Alles ist miteinander verbunden und eine weltweite Beschaffung, Logistik, Produktion und Kommunikation findet rund um die Uhr statt. Ein Rädchen muss perfekt ins andere greifen, um die immer komplexer gewordenen Abläufe reibungslos, schnell und termingerecht umsetzen zu können.

Elektronik: Wie sehen Sie den Wandel des Elektronikmarktes in der aktuellen Situation? Hat es schon länger Anzeichen für diese recht extreme Entwicklung gegeben?

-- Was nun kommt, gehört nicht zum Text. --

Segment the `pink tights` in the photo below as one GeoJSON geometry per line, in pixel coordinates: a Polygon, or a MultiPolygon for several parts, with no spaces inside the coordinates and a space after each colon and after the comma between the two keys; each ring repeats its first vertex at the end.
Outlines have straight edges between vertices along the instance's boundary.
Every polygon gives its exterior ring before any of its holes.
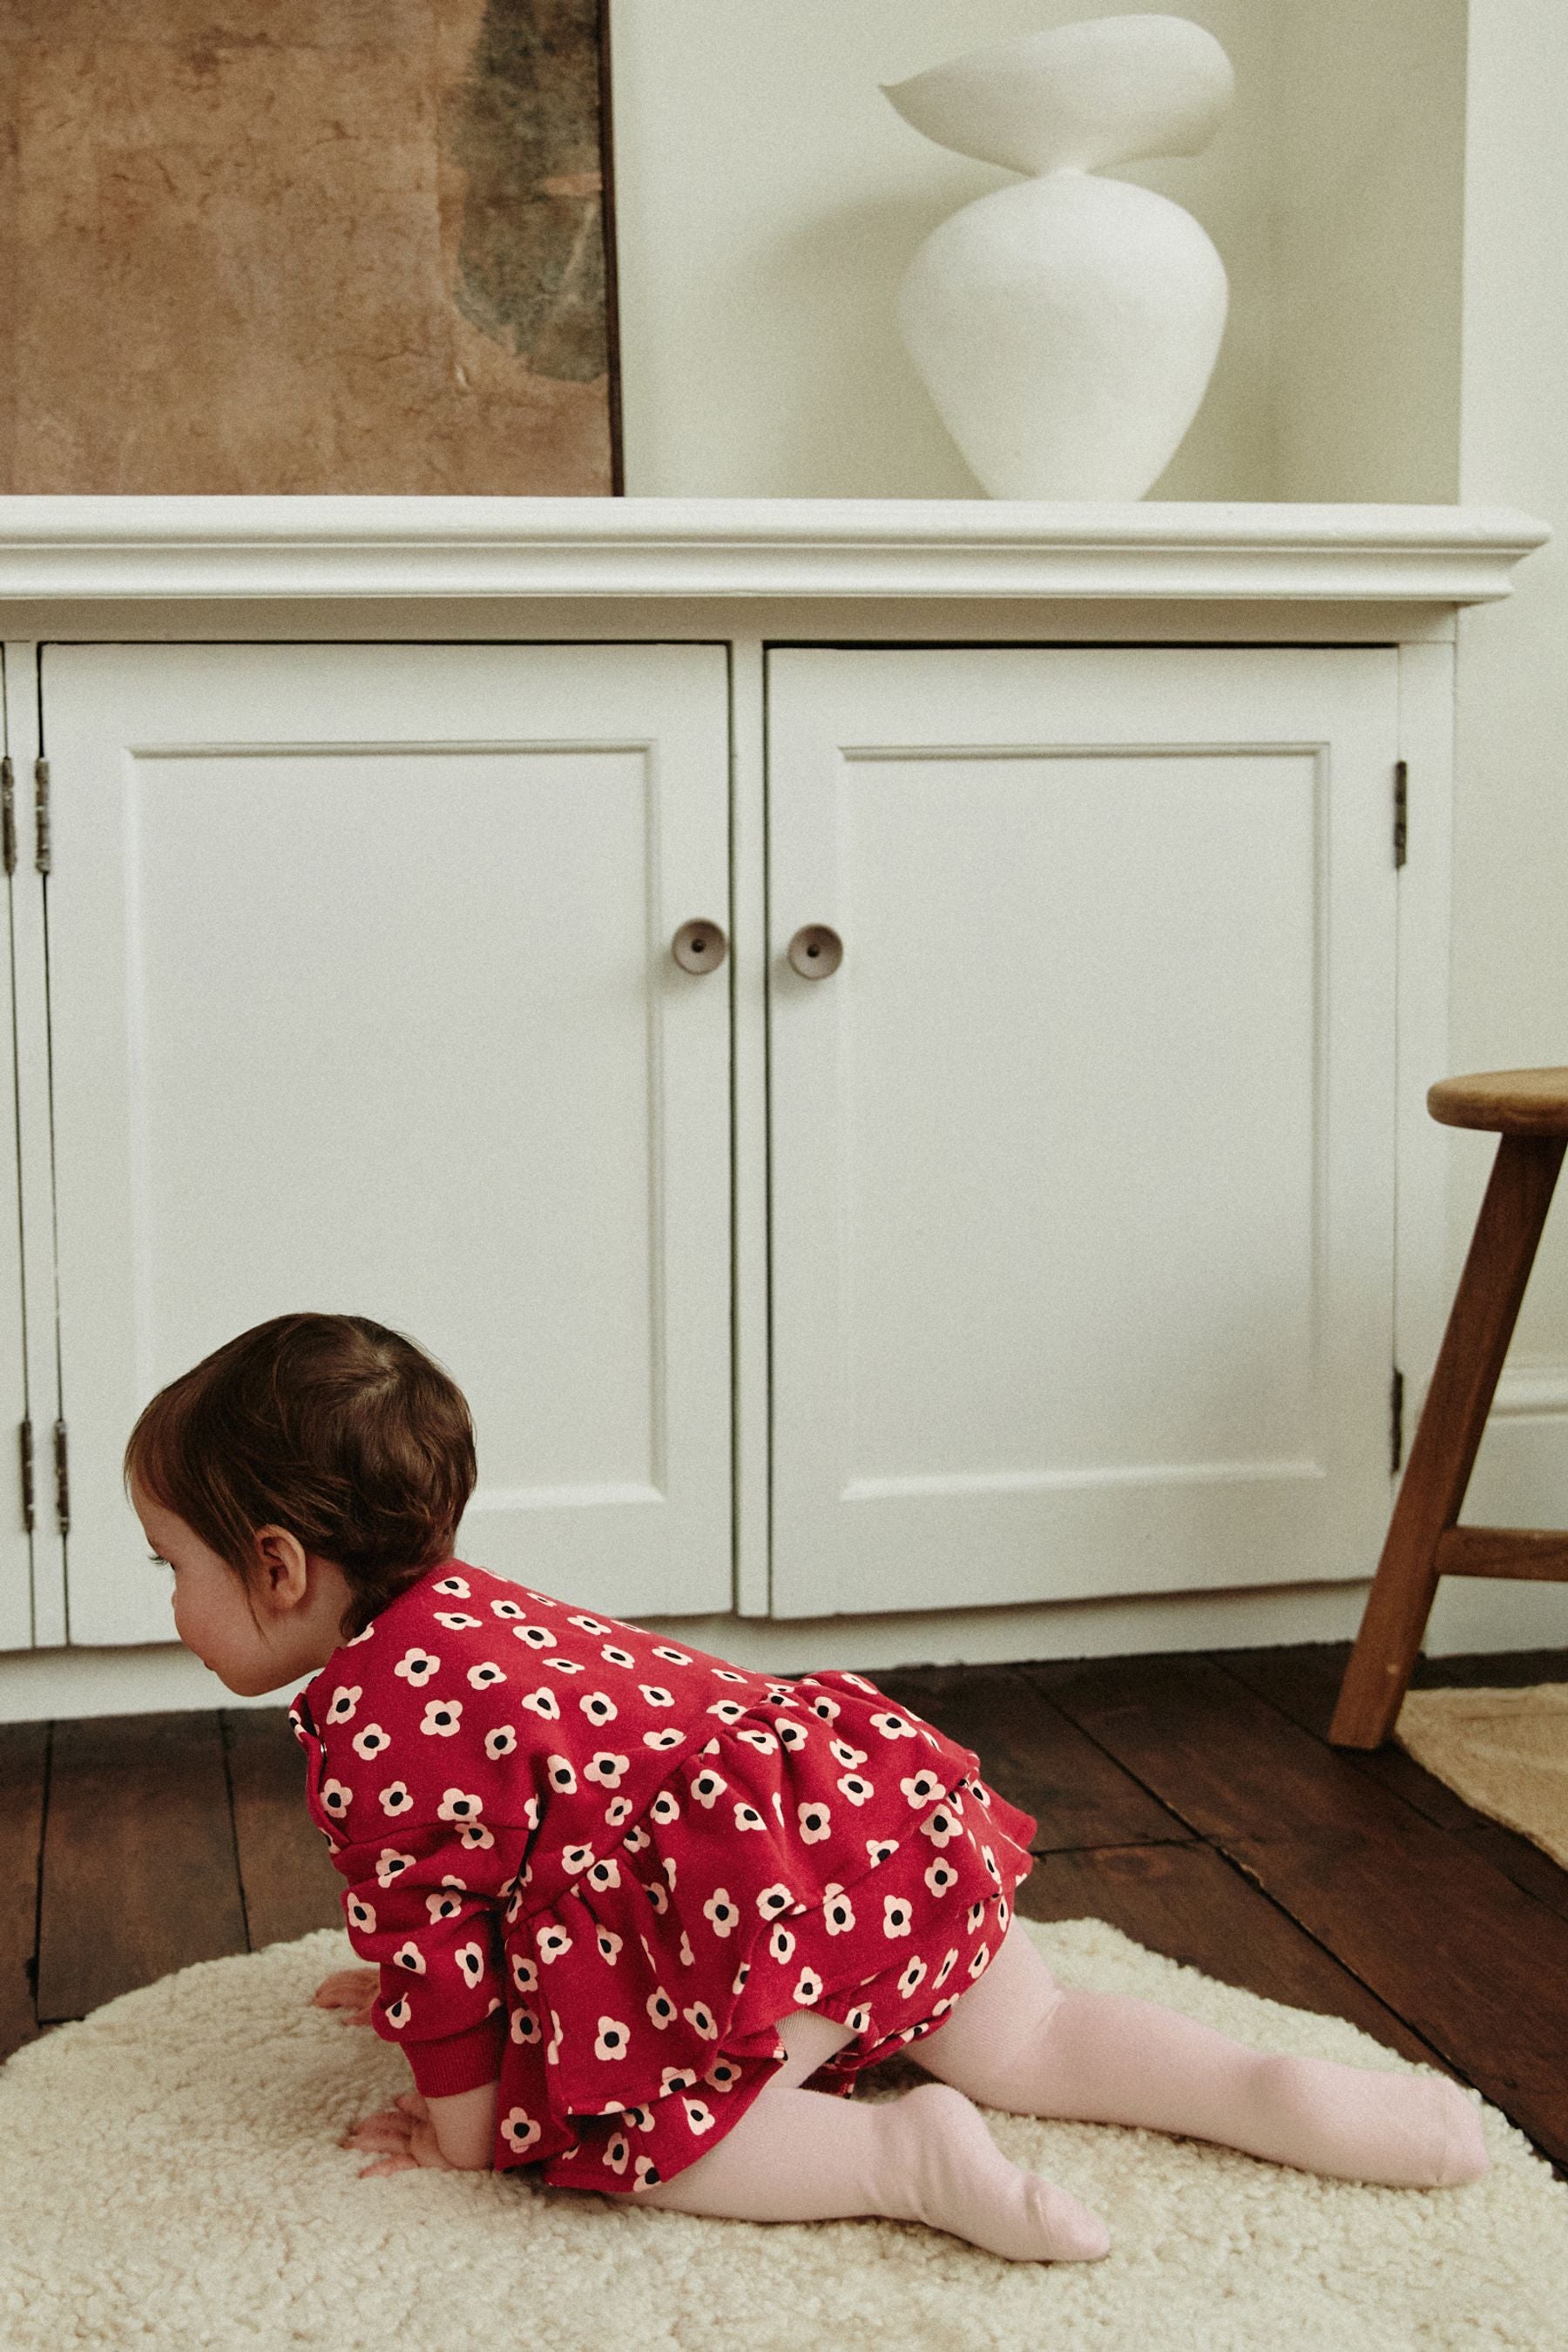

Falko Ladiges: Der Markt hat sich in den letzten zwölf Monaten vom Käufer- zum Verkäufermarkt gewandelt. Über Jahre hinweg waren Bauteile im Übermaß vorhanden. Hersteller oder auch Distributoren haben Marktanteile gekauft, ohne wirklich neues Geschäft zu generieren. Dies zum Vorteil der Käufer, die letztlich den Preis diktieren konnten, der immer weiter in den Keller gedrückt wurde, und viele Hersteller und Distributoren nur noch über große Volumina im Ertragsbereich bleiben konnten. Kleine Bestellungen und individuell auf Kunden abgestimmte Konzepte waren kaum noch kostendeckend abzuwickeln. Viele Kunden und auch Hersteller haben sich abhängig gemacht: Kunden, weil Sie auf Zweit- oder Drittfreigaben beim Design-in verzichtet haben, und Hersteller, weil Sie Produkte geliefert haben, die sie nicht selbst gefertigt haben, weil sie in der jetzigen Situation bei der Belieferung ebenfalls hintenan stehen. Hersteller haben sich nicht unbedingt auf Ihre Kernkompetenzen und Key-Produkte konzentriert, sondern wollten alle ein Komplettpaket anbieten.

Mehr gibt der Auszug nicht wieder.